Bondi hoarders pay to stop auction
The Bondi hoarders' property was withdrawn again from auction last night, after the Bobolas family bought an auction reprieve.
In yet another chapter in its saga, it was the fourth auction that failed to go-ahead.
The family have had to outlay some $340,000 in two installments to keep the sheriff at bay.
There were around 17 interested parties at the offsite auction room, but the property was pulled just 20 minutes after its scheduled 5pm auction.
The owner Mary Bobolas had been at the sheriff's office at 4.25pm with cash to stop the auction. They needed to pay a further $160,000 to meet the newest set of cleaning and legal bills.
Earlier this month they had secured a temporary legal stay that stopped another auction only to have the court's direct the auction proceed tonight because their wads of cash was not enough.
A $2 million sale had been anticipated due to its prime location and 550 sqm block size that last sold in 1973 at $15,000.
The Boonara Avenue offering was listed under instructions of the NSW Sheriff's Office.

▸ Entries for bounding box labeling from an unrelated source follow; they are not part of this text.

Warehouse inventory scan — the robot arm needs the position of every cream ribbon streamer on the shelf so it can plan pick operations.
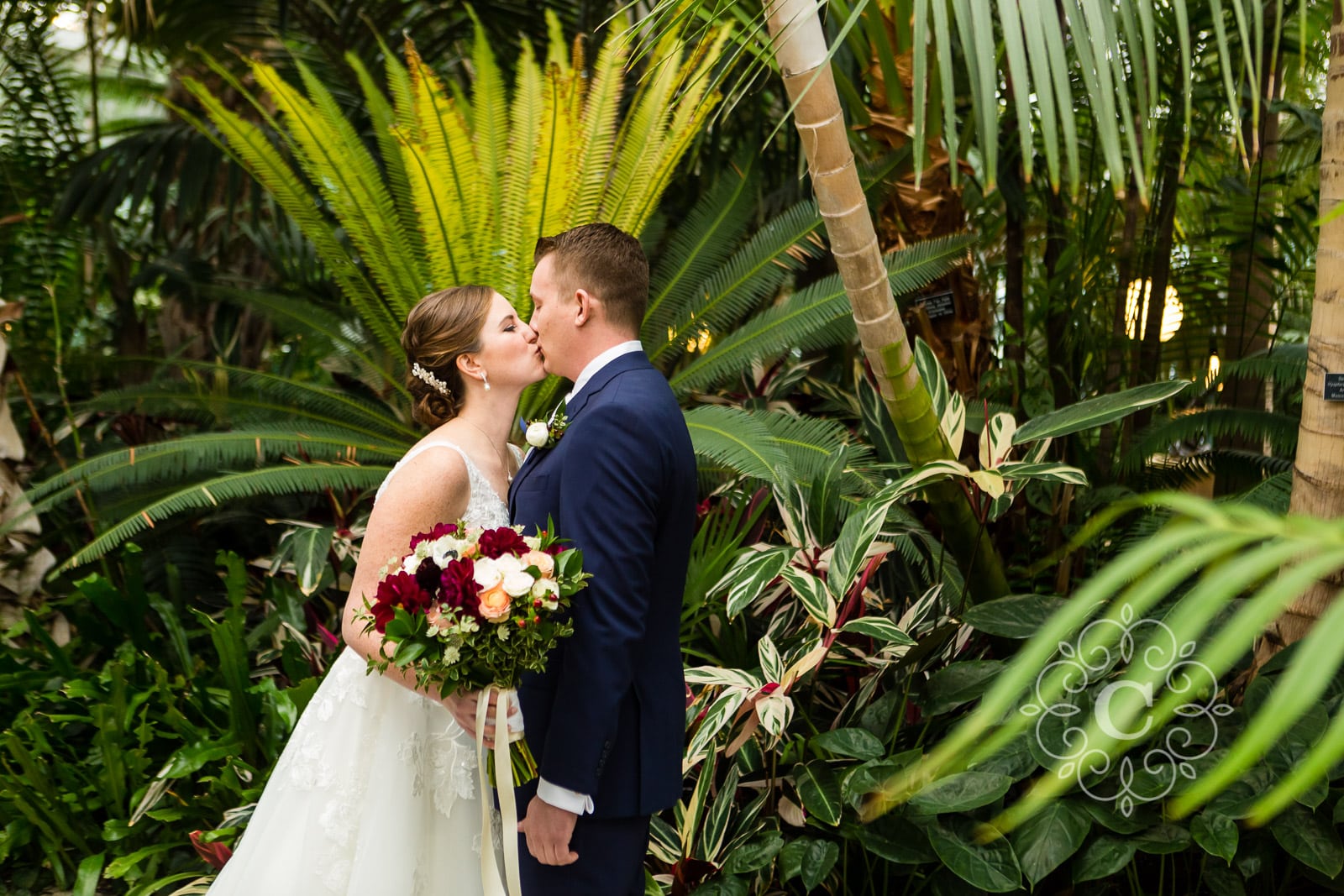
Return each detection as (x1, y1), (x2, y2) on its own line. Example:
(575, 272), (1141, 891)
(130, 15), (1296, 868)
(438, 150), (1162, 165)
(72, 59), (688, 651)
(475, 688), (522, 896)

It was the fourth time that the marketing failed to end in any under the hammer sale.
There was another unexpected delay last month.

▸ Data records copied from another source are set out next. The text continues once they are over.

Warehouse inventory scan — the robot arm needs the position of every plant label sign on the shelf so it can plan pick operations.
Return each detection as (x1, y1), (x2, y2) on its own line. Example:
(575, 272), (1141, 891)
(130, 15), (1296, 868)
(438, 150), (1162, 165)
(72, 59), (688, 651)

Previously the owner Mary Bobolas dodged the sale of the property February last year by coming up with $180,000 to pay Waverley Council's cleaning and legal bills just hours before that scheduled auction.
The drawn out process has seen buyer interest wane as when it was first listed in 2015, 63 contracts had been handed out. Last month it was in the 30s. This time interest was down to around a still impressive 17 attendees.
The council's solicitors wrote to the Bobolas family in November asking for settlement of the outstanding money to avoid the sale but they received no funds.
Raine & Horne agent Ric Serrao was commissioned by the NSW Sheriff's Office to sell the property so that clean-up costs can be recovered on behalf of the council.
Rubbish flowed out of the door and onto the property frontage on the latest listing images despite a 10 truck clear up in July last year.
There were no inspections possible for prospective buyers.
Ric Serrao couldn't even access the property so there were no internal photos or floor plan available.
A 2008 study by John Snowdon, professor of psychological medicine at the University of Sydney, showed a increasing prevalence of cases of severe domestic squalor.
At least one in 1000 elderly people are living in appalling squalor, with most having dementia, alcoholic brain damage, schizophrenia, frontal lobe damage, and a few had obsessive-compulsive disorder.
The NSW Department of Ageing, Disability and Home Care issued guidelines for agencies ranging from local councils to the RSPCA that confront the problem, suggesting a heavy-handed approach can cause huge distress, and typically did not take long for the squalor to rise again.